David Jacoby, Kaspersky Lab Expert wrote this blog post yesterday and it shows that employees need to be on their toes with security top of mind even when they visit the largest websites. Here is a summary of the post:
The malicious ad that was running on Aftonbladet was only triggered when a user was running Internet Explorer. When you visit Aftonbladet and you are using Internet Explorer you will get redirected to another website and on that page is a static image of a fake warning from Microsoft Security Essentials. It is the image above, and shows they have detected viruses on your computer, and you need to fix it. The picture is not really from the Microsoft Security Essentials tool, but something that the bad guys created to scare people that they are infected. This is a very common techniques by malware writers. When you click on the picture, you do not fix anything, you actually download the malicious file.

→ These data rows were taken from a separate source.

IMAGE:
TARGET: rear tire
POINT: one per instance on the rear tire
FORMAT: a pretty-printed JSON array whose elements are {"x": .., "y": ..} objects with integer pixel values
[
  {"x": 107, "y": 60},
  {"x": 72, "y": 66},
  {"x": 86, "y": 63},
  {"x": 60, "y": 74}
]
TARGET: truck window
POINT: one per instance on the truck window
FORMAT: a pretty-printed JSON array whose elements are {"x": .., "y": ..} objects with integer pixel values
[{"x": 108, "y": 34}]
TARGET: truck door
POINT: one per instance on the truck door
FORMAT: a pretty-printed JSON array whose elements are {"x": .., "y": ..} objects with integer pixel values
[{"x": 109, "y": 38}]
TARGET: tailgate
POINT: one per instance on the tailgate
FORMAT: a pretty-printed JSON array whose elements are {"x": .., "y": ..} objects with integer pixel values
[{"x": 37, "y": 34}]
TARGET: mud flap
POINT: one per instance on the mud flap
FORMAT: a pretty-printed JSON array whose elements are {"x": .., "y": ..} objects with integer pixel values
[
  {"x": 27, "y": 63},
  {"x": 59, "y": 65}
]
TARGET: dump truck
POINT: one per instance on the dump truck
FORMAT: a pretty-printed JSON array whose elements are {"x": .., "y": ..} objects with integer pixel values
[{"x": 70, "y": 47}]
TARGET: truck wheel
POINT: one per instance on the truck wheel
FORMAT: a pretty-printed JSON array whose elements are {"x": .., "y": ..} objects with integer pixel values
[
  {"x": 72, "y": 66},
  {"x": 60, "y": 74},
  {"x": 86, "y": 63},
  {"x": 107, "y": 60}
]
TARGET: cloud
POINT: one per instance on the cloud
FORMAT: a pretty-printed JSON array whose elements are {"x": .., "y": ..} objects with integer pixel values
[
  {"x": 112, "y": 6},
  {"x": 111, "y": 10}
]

Is this really important? The malicious ad was removed very quickly from Aftonbladet, it was not exploiting any vulnerabilities, and it was a "simple" social engineering attempt. But I think this is a very interesting and important story to tell. Most users today have the perception they need to visit shady websites to get infected, but look at what happened here, the largest website in Sweden was spreading malware, not because they got hacked, but because someone most likely bought or compromised the ads running on the website. Large websites often include content from other websites, and if the bad guys compromise any of those websites they can also manipulate the content which is getting included by the large website.
The need for security awareness training is only getting more, not less. You have to be careful out there, even if you visit the really big websites. STOP LOOK THINK.